町田市様:町田市役所では、Fileforceの機能を活用することで、業務効率化と情報セキュリティの両立を図りながら、DX(デジタルトランスフォーメーション)の推進を力強く進めています。今後も継続的な改善と新機能の活用を通じて、よりスマートな行政運営を目指していきます。


本事例のポイント
  • 課題
    • 容量拡張に時間とコストがかかり、逼迫時の対応が業務負担となっていた。
    • ファイル単位の権限設定が複雑で、管理者の作業が煩雑になっていた。
    • 利用者数が多く変動も激しいため、既存の契約体系では予算管理が不安定だった。
  • 選定理由
    • ユーザー数無制限のプランにより、変動する利用者数にも柔軟に対応できた。
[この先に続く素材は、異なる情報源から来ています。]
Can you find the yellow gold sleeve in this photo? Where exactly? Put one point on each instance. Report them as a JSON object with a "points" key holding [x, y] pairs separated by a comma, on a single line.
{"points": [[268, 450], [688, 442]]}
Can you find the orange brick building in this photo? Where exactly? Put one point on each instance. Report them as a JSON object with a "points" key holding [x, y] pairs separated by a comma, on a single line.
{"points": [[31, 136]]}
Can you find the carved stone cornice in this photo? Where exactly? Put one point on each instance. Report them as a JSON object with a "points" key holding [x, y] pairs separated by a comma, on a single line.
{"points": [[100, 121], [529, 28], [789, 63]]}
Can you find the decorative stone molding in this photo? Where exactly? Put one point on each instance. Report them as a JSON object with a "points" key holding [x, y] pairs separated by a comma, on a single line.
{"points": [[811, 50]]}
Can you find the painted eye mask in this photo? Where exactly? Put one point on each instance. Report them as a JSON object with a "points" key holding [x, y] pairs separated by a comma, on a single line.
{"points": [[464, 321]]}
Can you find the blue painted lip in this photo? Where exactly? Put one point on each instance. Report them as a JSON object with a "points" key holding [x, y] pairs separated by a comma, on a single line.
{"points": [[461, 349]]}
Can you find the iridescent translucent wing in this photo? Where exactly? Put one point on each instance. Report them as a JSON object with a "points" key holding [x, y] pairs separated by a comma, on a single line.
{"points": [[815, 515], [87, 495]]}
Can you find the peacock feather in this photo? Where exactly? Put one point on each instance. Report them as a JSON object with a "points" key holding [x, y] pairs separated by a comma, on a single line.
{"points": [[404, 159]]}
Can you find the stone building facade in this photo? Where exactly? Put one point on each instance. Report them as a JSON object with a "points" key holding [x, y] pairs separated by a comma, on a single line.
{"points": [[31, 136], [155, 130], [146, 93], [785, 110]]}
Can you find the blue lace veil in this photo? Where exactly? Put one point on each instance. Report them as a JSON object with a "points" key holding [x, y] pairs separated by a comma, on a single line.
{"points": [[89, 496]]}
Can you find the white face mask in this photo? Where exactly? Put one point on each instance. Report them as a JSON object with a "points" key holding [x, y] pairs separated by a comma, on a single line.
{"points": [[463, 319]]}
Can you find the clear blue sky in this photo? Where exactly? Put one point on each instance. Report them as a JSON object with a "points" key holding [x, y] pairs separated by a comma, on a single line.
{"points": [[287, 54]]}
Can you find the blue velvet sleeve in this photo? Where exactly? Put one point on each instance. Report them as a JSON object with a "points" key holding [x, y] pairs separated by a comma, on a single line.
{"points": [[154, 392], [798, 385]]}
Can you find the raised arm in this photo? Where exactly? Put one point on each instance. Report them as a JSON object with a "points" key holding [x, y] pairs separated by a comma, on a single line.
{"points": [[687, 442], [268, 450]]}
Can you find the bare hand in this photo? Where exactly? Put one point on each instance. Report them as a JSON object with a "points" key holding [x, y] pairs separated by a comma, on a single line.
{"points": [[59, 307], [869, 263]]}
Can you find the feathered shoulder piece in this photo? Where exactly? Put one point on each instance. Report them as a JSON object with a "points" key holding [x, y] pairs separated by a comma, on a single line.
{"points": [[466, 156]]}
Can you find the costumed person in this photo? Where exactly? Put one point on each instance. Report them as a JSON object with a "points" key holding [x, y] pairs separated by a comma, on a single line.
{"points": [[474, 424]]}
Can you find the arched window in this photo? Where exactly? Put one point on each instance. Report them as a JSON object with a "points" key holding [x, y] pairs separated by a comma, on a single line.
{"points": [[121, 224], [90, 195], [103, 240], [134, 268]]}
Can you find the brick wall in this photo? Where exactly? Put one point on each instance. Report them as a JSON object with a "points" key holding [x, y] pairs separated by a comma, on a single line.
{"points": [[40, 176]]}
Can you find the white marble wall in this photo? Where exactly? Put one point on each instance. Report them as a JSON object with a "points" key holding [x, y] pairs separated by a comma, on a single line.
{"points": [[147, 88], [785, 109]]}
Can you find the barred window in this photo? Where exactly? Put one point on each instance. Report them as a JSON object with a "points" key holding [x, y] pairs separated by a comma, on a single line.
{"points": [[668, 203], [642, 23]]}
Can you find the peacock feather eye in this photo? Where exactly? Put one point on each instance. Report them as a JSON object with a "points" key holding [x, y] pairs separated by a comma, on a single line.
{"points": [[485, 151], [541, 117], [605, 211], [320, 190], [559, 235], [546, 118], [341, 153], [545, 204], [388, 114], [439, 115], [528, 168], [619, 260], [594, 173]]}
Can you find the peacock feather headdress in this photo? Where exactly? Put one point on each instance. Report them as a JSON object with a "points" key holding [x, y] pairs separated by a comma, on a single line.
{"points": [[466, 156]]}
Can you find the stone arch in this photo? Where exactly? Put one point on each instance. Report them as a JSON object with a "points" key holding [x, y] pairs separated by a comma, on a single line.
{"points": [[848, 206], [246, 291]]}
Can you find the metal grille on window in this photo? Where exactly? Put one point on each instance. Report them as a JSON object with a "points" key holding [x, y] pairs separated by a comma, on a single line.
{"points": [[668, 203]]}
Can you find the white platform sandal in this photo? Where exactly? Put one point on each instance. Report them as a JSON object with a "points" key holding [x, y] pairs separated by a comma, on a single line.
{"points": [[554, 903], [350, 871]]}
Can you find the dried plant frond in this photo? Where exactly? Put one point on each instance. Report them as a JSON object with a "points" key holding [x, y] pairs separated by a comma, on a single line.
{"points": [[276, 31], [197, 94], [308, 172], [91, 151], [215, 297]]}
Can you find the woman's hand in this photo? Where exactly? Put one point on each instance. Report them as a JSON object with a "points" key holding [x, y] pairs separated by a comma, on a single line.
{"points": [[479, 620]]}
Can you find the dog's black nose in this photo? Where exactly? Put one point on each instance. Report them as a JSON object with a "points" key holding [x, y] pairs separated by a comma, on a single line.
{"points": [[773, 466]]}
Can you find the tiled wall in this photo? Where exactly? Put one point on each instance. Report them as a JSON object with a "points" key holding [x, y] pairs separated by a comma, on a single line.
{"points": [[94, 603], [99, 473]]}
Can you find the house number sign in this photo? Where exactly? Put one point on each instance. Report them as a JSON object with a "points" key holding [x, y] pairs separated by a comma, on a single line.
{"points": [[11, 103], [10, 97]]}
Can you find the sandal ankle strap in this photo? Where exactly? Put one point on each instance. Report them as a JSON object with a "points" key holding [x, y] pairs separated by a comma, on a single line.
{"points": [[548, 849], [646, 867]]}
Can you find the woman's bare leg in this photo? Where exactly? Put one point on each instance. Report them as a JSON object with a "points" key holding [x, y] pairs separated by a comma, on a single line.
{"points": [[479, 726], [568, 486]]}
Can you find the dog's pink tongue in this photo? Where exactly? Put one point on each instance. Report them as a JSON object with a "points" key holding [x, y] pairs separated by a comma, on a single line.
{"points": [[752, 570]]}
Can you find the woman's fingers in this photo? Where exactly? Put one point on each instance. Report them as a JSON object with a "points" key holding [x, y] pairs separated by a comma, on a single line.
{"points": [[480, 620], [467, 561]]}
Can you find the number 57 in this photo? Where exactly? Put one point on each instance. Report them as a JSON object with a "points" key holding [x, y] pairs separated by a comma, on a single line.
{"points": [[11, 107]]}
    • Windowsファイルサーバーの権限設定を概ね再現できる機能が備わっていた。
    • 自治体の運用実態に即した、具体的かつ現実的なコスト提案があった。
  • 効果
    • 容量拡張の心配がなくなり、ファイル整理や棚卸しの負担が解消された。
    • 権限設定の再現性が高く、移行時の混乱を最小限に抑えることができた。
    • 利用者数に応じた追加費用が発生せず、予算の見通しが立てやすくなった。

※本記事の内容は取材時(2025年7月)の情報です。